This time of year I always enjoy trying out new seafood dishes. I haave been hearing a lot about Cioppino, which is a fish stew that originated in San Fransisco. The good thing about this stew is that you can use the base and add whatever seafood you enjoy. I recommend a thicker cut of fish rather than a fish that is thin and fragile. I ended up using shrimp, scallops, and halibut, but next time I make it I’ll probably use all shrimp since it’s my favorite. The base is also versatile enough that you could use chicken stock instead of fish stock and add chicken to the stew. The sky is the limit! Have fun experimenting!
Enjoy!
Ingredients
- 1 small onion, chopped
- 2 ribs of celery, chopped
- 4 cloves garlic, minced
- 1 teaspoon dried thyme
- 1 bay leaf
- ¼ teaspoon crushed red pepper flakes
- 1 tablespoon tomato paste
- 2 cups fish stock*, divided
- 2 14.5-ounce cans diced tomatoes (check to make sure there are no added ingredients)
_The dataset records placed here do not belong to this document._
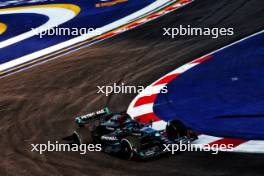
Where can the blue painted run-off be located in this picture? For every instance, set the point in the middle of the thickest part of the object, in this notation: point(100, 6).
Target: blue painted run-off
point(89, 17)
point(223, 96)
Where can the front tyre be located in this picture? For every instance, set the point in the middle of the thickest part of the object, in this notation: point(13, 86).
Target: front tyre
point(82, 136)
point(129, 146)
point(175, 130)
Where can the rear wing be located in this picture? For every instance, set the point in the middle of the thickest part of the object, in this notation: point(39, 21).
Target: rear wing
point(81, 120)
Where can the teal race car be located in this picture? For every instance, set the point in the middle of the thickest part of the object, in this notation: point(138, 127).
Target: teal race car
point(125, 137)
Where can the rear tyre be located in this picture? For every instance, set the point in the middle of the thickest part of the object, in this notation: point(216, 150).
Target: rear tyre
point(129, 146)
point(176, 129)
point(83, 136)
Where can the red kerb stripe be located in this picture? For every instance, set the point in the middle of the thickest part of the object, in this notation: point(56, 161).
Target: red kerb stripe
point(145, 100)
point(146, 118)
point(226, 141)
point(202, 59)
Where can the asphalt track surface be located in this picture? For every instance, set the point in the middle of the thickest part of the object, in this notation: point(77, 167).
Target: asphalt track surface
point(39, 104)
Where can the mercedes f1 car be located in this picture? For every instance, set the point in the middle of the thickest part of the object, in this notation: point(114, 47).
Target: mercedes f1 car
point(119, 134)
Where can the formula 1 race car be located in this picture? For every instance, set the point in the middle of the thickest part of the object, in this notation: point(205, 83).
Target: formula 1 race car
point(119, 134)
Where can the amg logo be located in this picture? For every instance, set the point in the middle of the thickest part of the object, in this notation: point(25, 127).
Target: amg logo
point(110, 3)
point(109, 138)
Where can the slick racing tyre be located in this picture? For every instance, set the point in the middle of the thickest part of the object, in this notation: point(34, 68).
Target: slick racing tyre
point(176, 129)
point(83, 136)
point(129, 146)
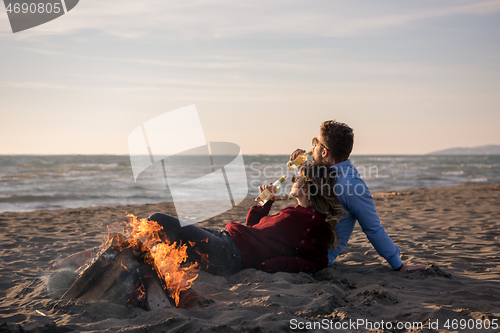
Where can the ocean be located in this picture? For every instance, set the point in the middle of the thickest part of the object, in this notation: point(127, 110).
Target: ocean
point(31, 182)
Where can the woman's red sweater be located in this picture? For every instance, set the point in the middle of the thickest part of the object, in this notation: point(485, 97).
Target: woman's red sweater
point(294, 240)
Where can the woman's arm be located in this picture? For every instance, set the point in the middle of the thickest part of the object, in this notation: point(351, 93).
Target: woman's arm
point(256, 213)
point(77, 259)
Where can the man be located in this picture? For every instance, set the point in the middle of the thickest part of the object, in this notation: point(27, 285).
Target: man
point(333, 146)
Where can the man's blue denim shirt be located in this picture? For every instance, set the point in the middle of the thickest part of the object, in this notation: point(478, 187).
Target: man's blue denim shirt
point(357, 202)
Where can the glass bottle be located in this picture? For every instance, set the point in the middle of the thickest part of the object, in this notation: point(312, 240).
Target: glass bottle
point(267, 194)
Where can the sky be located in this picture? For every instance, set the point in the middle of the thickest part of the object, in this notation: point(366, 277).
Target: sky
point(410, 77)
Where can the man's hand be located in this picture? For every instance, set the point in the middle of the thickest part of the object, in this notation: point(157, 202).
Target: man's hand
point(412, 267)
point(270, 187)
point(296, 153)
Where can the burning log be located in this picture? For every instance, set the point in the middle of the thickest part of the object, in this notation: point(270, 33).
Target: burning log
point(124, 272)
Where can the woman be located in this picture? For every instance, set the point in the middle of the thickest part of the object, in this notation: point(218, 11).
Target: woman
point(294, 240)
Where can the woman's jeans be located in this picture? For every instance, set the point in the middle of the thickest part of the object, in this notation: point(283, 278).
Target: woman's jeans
point(224, 257)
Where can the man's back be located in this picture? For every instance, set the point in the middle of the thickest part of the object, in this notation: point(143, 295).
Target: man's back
point(357, 202)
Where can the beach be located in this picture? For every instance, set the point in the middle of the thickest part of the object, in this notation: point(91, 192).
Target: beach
point(454, 230)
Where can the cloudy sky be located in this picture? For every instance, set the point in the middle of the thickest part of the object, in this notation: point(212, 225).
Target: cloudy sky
point(410, 77)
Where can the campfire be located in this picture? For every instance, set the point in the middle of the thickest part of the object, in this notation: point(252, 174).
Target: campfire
point(137, 267)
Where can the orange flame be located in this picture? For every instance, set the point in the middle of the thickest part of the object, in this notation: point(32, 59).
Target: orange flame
point(168, 259)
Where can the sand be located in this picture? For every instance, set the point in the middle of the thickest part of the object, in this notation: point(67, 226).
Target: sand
point(454, 230)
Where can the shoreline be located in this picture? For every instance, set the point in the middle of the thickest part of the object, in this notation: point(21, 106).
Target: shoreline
point(455, 230)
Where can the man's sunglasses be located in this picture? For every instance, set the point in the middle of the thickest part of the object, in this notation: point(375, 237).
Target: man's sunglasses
point(315, 142)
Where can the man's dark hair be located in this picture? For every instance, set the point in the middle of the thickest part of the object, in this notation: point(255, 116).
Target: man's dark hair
point(339, 139)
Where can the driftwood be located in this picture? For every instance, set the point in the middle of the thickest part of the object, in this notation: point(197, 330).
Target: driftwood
point(119, 274)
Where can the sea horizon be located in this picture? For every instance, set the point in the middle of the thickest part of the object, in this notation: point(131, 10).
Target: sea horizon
point(33, 182)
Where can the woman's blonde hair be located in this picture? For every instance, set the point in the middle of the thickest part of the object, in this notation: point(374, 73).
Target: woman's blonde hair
point(319, 181)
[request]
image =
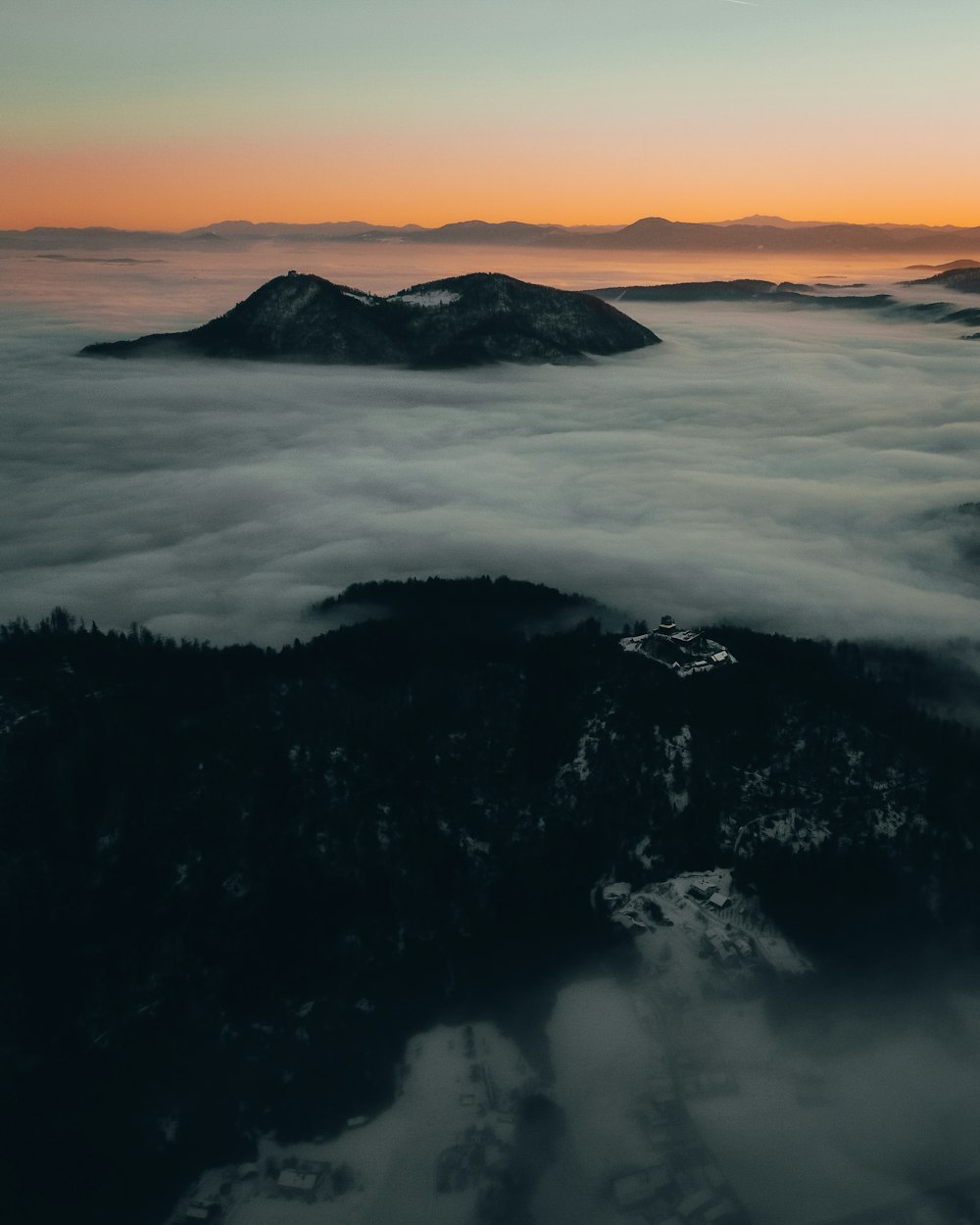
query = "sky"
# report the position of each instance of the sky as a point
(137, 114)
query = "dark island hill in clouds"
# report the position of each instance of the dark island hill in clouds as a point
(466, 319)
(319, 851)
(746, 235)
(236, 881)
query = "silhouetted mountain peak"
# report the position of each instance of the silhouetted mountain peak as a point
(466, 319)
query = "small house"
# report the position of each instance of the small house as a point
(298, 1180)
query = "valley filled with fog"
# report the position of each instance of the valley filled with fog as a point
(795, 470)
(792, 469)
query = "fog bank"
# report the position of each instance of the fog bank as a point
(762, 466)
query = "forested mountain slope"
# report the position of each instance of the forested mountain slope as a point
(234, 880)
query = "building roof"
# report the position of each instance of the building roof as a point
(294, 1180)
(637, 1189)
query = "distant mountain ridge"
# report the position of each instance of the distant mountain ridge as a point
(457, 321)
(758, 233)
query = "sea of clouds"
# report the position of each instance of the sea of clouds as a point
(790, 469)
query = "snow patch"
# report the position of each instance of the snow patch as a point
(427, 298)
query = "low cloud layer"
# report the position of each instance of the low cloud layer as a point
(764, 466)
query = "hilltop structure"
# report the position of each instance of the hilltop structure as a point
(686, 652)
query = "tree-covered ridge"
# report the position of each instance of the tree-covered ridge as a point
(235, 880)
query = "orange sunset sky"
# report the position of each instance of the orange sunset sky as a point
(166, 117)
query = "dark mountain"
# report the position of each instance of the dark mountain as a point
(748, 235)
(469, 319)
(966, 279)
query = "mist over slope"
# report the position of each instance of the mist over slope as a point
(777, 468)
(318, 852)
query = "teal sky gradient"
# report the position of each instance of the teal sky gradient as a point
(872, 92)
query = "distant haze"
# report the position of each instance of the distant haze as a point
(763, 465)
(167, 117)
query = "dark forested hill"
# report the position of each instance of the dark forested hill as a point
(459, 321)
(233, 881)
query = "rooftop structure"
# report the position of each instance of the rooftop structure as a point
(685, 652)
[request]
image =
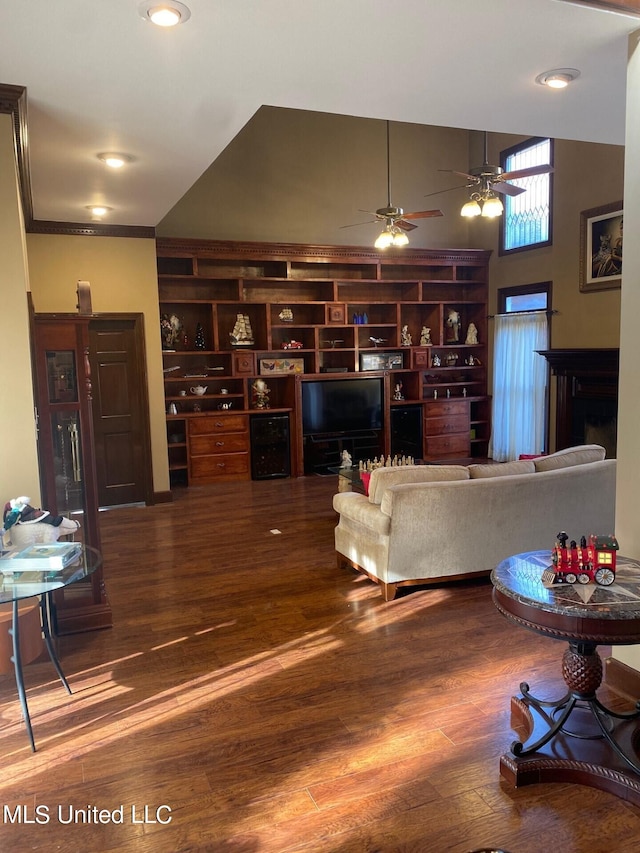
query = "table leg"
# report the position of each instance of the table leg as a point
(46, 633)
(17, 665)
(576, 738)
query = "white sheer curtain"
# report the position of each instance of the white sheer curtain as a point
(519, 385)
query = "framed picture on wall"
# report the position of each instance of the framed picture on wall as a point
(601, 247)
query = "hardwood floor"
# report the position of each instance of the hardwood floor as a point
(278, 704)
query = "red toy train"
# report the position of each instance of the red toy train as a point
(593, 560)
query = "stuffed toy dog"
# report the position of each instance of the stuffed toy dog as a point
(28, 525)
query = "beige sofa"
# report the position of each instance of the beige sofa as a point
(426, 523)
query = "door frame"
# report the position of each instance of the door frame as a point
(137, 318)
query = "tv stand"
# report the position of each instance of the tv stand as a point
(324, 451)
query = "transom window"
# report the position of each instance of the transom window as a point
(526, 222)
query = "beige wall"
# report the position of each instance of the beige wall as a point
(18, 451)
(122, 272)
(627, 527)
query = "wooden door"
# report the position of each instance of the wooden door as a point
(120, 410)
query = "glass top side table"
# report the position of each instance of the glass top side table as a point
(33, 583)
(576, 738)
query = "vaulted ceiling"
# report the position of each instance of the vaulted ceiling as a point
(100, 78)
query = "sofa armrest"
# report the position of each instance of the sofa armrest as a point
(356, 508)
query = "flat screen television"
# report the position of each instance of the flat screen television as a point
(337, 406)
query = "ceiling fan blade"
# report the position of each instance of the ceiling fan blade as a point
(406, 226)
(422, 214)
(507, 189)
(543, 169)
(474, 178)
(355, 224)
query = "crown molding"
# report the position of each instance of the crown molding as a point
(89, 229)
(13, 102)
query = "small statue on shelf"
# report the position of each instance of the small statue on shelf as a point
(261, 393)
(199, 341)
(452, 326)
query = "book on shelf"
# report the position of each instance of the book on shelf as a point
(48, 556)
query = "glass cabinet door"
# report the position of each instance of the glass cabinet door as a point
(65, 448)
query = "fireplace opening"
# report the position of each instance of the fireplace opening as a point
(595, 422)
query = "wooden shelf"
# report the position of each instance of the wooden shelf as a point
(207, 283)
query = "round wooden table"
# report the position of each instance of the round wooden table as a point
(576, 738)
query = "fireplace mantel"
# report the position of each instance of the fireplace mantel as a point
(587, 387)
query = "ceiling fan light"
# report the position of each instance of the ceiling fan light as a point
(471, 208)
(492, 207)
(400, 239)
(385, 239)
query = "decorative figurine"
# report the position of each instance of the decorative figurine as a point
(452, 326)
(346, 460)
(199, 342)
(472, 334)
(260, 394)
(594, 560)
(170, 331)
(242, 334)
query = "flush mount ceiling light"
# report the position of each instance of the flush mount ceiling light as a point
(559, 78)
(114, 160)
(98, 210)
(167, 14)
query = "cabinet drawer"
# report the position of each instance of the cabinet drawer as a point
(447, 445)
(216, 424)
(232, 442)
(207, 469)
(439, 408)
(446, 425)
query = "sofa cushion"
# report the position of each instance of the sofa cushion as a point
(502, 469)
(571, 456)
(382, 478)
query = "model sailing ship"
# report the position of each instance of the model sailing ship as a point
(242, 335)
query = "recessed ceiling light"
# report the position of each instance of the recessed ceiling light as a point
(114, 160)
(164, 14)
(98, 210)
(559, 78)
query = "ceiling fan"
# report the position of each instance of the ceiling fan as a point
(396, 221)
(487, 180)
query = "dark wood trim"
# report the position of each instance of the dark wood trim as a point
(624, 7)
(89, 229)
(580, 372)
(13, 102)
(186, 247)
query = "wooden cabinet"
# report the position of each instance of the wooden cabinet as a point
(218, 448)
(320, 310)
(67, 457)
(447, 429)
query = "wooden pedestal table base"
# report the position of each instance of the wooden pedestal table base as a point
(576, 738)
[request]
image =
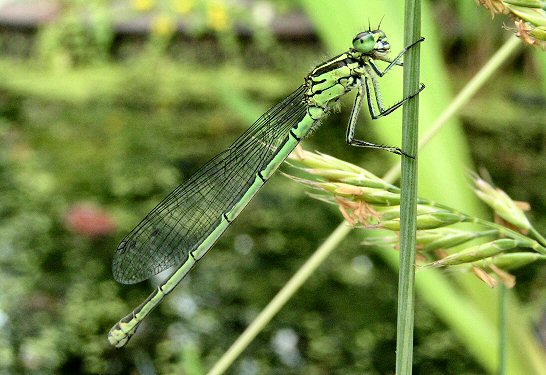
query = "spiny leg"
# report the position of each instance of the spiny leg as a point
(378, 98)
(352, 126)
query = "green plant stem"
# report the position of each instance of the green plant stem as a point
(408, 195)
(273, 307)
(486, 72)
(538, 236)
(342, 230)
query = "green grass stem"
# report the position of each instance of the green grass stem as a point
(408, 206)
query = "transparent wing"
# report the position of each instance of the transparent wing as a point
(187, 216)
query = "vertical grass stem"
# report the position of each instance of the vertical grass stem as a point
(408, 209)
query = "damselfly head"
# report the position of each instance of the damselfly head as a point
(370, 42)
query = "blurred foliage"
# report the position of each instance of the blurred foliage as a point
(113, 122)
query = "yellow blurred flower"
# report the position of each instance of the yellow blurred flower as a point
(182, 6)
(163, 25)
(143, 5)
(218, 17)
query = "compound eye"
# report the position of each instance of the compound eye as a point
(364, 42)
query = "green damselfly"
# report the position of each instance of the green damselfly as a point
(187, 223)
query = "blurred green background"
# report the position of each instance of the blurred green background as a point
(106, 106)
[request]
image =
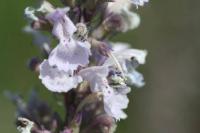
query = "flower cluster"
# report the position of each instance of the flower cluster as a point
(94, 74)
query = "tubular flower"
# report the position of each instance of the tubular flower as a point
(114, 101)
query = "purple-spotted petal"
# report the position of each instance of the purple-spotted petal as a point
(68, 57)
(56, 80)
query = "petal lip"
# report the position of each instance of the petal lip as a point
(55, 80)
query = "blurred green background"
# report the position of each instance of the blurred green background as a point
(170, 101)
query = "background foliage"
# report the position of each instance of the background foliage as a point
(170, 101)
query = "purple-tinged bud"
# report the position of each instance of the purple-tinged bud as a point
(34, 63)
(41, 25)
(67, 130)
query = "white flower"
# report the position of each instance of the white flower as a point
(139, 2)
(70, 53)
(122, 52)
(114, 101)
(135, 78)
(118, 5)
(56, 80)
(69, 56)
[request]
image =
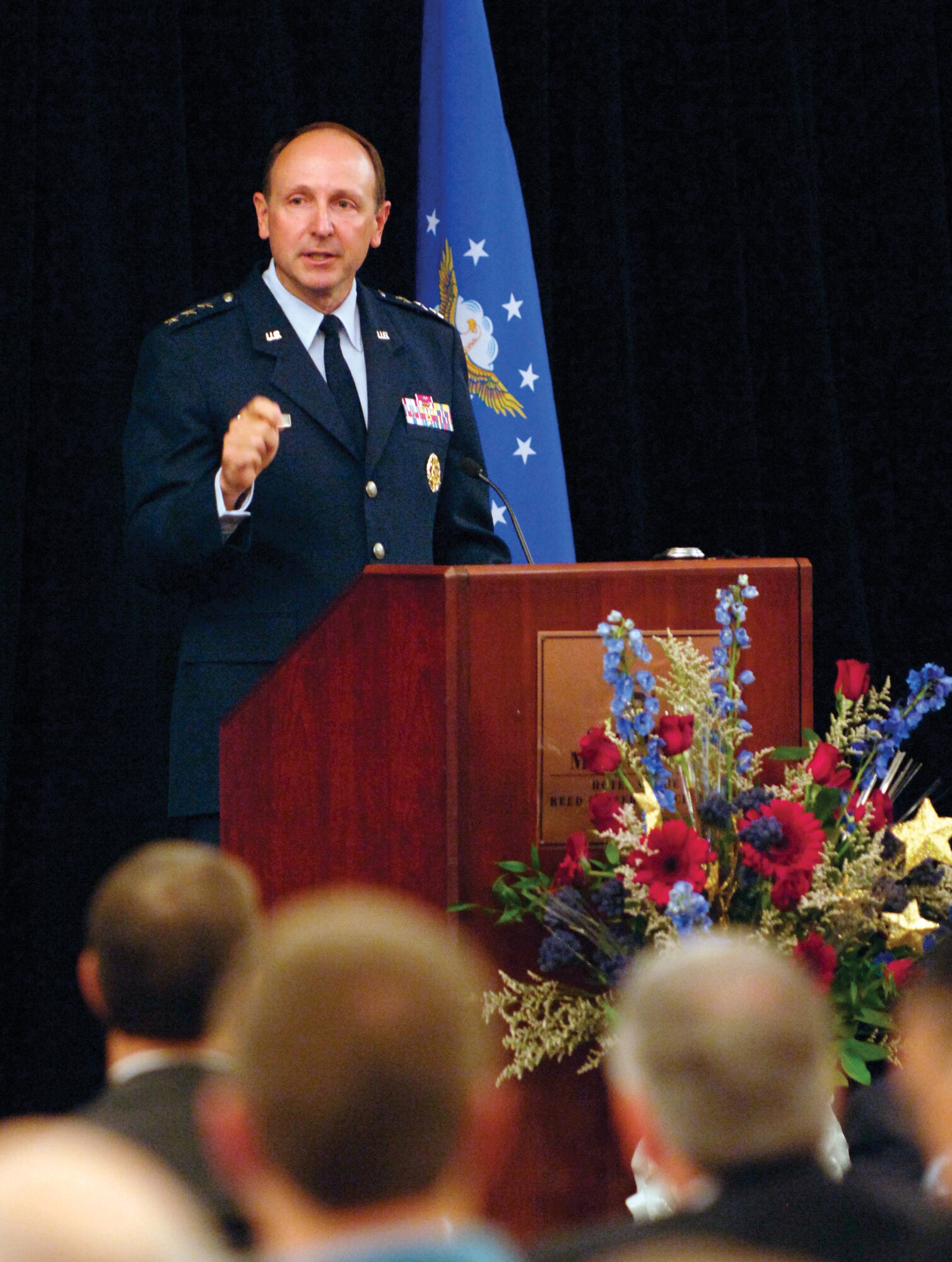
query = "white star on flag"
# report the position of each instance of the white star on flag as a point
(513, 306)
(476, 252)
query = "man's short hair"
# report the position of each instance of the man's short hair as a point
(730, 1043)
(283, 142)
(167, 924)
(360, 1044)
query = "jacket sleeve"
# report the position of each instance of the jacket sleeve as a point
(171, 454)
(464, 531)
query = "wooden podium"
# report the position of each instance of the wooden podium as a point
(404, 741)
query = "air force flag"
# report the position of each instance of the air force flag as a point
(474, 263)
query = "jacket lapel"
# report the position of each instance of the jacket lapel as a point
(388, 372)
(295, 373)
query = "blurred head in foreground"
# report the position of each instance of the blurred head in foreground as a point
(722, 1059)
(924, 1023)
(71, 1193)
(364, 1073)
(165, 928)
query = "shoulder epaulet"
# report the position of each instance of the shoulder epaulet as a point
(413, 306)
(192, 315)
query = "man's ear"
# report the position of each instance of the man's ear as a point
(229, 1135)
(88, 975)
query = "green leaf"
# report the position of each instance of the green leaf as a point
(512, 916)
(875, 1018)
(855, 1070)
(864, 1051)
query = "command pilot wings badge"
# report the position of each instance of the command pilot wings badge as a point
(475, 329)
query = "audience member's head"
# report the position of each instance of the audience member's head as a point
(71, 1193)
(724, 1057)
(165, 928)
(924, 1022)
(364, 1071)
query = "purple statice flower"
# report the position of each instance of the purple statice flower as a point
(751, 799)
(558, 951)
(715, 812)
(686, 909)
(609, 900)
(764, 834)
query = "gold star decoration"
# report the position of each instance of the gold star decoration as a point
(907, 928)
(649, 807)
(924, 837)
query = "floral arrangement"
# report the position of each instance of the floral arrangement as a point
(685, 837)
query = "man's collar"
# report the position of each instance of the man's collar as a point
(305, 320)
(158, 1058)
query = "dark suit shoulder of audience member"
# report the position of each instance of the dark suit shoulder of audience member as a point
(157, 1111)
(787, 1206)
(879, 1130)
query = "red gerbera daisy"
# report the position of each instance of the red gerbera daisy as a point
(799, 844)
(677, 854)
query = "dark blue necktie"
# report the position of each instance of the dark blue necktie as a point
(341, 383)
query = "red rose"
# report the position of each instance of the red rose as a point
(900, 970)
(570, 868)
(799, 846)
(676, 854)
(823, 767)
(818, 957)
(597, 753)
(677, 731)
(605, 808)
(789, 889)
(876, 812)
(852, 678)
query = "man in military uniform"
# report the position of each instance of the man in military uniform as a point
(272, 452)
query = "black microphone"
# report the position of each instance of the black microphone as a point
(473, 470)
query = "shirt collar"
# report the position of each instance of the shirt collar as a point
(158, 1058)
(305, 320)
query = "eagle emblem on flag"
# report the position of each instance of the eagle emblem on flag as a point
(475, 330)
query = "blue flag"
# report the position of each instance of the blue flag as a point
(475, 264)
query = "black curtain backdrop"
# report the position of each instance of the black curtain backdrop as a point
(740, 213)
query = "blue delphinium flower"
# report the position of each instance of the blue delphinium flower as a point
(686, 909)
(558, 951)
(715, 811)
(609, 900)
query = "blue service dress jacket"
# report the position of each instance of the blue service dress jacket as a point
(321, 510)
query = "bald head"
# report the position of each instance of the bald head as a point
(730, 1046)
(71, 1193)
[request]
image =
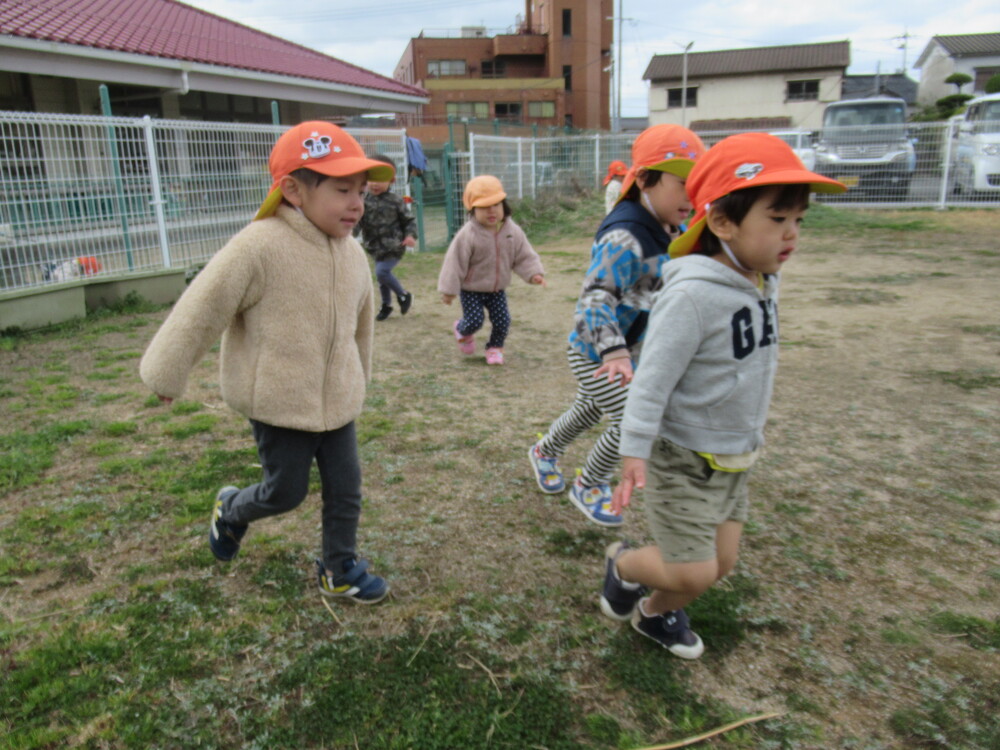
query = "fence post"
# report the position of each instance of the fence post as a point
(157, 189)
(946, 167)
(597, 158)
(116, 168)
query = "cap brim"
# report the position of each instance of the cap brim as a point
(684, 244)
(377, 171)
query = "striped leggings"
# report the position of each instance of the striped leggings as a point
(595, 398)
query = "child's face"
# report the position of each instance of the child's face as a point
(668, 199)
(767, 236)
(336, 205)
(489, 216)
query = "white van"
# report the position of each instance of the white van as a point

- 1 tablespoon red wine vinegar
- 3/4 teaspoon salt
- 1/4 teaspoon freshly ground black pepper
- 1/2 pound large wild shrimp, peeled and deveined
- 1/2 pound wild scallops
- 1/2 pound wild halibut fillet, cut into 1-inch chunks
Instructions
- Heat 1 Tbsp of oil in a Dutch oven, over medium-high heat.
- Add the onion and celery and cook for 5 minutes.
- Add the garlic, thyme, bay leaf, and crushed red pepper flakes.
- Stir to combine and cook for 1-2 minutes.
- Add the tomato paste and 1 cup of fish stock.
- Stir to combine, bring to a boil, and cook for 3 minutes.
- Add the diced tomatoes, remaining 1 cup of fish stock and bring the the mixture to a boil.
- Reduce the heat to simmer and cook for 10 minutes.
- Add the vinegar, salt, and pepper (season to taste)
- Add the shrimp, scallops, and halibut and cook for 5 minutes or until the seafood is cooked through.
Notes
To make fish stock place the peels from the shrimp into a sauce pot filled with 2 1/4 cups of water over medium heat. Simmer for 10-15 minutes and strain the shells out using a strainer or cheesecloth. Use the stock as directed in the recipe.
Net Carb Count: Cioppino: 46.87 net carbs (for the entire recipe---serves 4)
*Note carb counts are estimated based on the products I used. Check nutrition labels for accurate carb counts and gluten information.